American baseball player (1888–1954)

William Baker "Babe" Borton (August 14, 1888 – July 29, 1954) was an American Major League Baseball first baseman. Borton played for the Chicago White Sox, New York Yankees, St. Louis Terriers, and St. Louis Browns from 1912 to 1916. He stood .

==Biography==
Borton was born in Marion, Illinois in 1888. He started his professional baseball career in 1910, at the age of 21. In 1912, he was hitting .369 in the Western League when he was acquired by the Chicago White Sox late in the season. He played one season for them before being traded with Rollie Zeider to the New York Yankees for Hal Chase. He hit just .130 in 33 games for New York and was released. In 1914, he played in the Pacific Coast League.

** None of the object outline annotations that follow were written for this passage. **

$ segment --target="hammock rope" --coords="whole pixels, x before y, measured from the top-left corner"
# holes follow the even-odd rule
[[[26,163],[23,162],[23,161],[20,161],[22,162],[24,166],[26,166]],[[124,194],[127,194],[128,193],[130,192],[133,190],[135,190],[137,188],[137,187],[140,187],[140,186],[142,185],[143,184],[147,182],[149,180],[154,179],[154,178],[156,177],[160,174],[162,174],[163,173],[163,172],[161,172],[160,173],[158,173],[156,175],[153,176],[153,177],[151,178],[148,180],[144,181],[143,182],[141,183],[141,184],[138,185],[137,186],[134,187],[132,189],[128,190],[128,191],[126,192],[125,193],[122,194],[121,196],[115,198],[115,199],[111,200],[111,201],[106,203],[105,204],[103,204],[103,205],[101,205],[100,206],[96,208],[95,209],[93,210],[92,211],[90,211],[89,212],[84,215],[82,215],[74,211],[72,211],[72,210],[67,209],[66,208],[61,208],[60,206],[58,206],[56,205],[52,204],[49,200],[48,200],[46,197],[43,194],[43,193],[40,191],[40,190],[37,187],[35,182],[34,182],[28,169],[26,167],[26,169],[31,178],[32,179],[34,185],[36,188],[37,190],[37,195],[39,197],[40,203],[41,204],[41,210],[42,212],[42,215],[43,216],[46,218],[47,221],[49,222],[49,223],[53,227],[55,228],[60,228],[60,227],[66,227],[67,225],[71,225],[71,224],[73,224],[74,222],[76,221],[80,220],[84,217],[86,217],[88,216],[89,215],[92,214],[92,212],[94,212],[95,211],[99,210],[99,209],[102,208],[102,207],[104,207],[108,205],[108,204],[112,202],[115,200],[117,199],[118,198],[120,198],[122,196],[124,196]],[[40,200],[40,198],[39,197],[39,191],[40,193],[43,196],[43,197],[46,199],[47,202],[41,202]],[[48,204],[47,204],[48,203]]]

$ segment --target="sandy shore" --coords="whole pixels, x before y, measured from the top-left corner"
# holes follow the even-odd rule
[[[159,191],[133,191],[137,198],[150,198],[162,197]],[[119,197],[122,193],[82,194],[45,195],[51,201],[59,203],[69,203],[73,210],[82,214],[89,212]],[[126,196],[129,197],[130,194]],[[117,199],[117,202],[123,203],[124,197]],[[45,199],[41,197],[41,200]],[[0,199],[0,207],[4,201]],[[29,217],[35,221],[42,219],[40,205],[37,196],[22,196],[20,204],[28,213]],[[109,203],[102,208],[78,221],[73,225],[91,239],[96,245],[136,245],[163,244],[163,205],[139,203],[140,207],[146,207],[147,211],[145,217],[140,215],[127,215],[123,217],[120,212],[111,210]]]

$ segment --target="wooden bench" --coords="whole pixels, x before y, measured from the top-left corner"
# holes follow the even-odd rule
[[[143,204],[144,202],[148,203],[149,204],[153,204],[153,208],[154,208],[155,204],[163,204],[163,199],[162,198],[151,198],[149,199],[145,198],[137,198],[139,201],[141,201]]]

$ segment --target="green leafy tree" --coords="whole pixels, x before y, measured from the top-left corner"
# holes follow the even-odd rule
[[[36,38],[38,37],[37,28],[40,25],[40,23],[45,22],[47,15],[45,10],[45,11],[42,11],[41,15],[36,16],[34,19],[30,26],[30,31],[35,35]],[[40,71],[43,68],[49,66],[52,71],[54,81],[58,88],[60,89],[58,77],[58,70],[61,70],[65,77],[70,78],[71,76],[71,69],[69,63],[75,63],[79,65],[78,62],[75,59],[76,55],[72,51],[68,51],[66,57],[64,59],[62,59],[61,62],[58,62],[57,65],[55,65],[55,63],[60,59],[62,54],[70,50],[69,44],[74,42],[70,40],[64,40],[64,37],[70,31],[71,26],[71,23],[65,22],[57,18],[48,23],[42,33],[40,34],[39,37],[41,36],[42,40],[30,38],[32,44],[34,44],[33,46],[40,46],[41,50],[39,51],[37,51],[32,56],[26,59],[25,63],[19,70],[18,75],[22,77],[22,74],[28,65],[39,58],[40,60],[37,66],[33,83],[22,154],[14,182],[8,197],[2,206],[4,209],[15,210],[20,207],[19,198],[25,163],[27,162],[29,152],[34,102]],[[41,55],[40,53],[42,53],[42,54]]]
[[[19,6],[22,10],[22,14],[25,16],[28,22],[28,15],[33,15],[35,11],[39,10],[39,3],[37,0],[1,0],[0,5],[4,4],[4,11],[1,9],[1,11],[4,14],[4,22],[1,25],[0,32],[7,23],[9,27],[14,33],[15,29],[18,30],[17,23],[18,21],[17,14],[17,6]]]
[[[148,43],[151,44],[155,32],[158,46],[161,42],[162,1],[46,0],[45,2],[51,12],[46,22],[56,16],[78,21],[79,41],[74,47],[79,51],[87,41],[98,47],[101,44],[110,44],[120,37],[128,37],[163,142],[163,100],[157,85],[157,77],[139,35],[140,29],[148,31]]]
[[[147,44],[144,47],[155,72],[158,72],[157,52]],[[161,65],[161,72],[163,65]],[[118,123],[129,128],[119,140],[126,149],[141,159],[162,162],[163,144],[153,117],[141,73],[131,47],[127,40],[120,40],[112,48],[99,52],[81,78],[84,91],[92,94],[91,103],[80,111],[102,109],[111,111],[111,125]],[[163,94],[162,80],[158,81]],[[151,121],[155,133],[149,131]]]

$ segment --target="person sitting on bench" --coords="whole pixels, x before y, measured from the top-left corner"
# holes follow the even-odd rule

1915 was Borton's only full major league campaign. With the St. Louis Terriers, he led the Federal League in walks (92) and runs scored (97) and was fourth in on-base percentage (.395). After the season, the Federal League folded, and Borton was purchased by the American League's Browns. He hit just .224 in 1916 and never played in the majors again. From 1917 to 1920, he played in the Pacific Coast League. He batted .303 in 1919, as his team – the Vernon Tigers – won the pennant. In 1920, he was batting .326 late in the season when he was suspended.

In July 1920, Borton had tried to bribe an opposing pitcher into throwing a game. As details in the scandal emerged, it was discovered that he and some Vernon teammates had also bribed opponents in 1919 to throw the pennant to the Tigers. Borton was eventually cleared of any criminal charges in December, but along with Harl Maggert, Gene Dale, and Bill Rumler, Borton was expelled from the Pacific Coast League.

Borton never played in organized baseball after 1920. He later worked for Standard Oil until his death in 1954.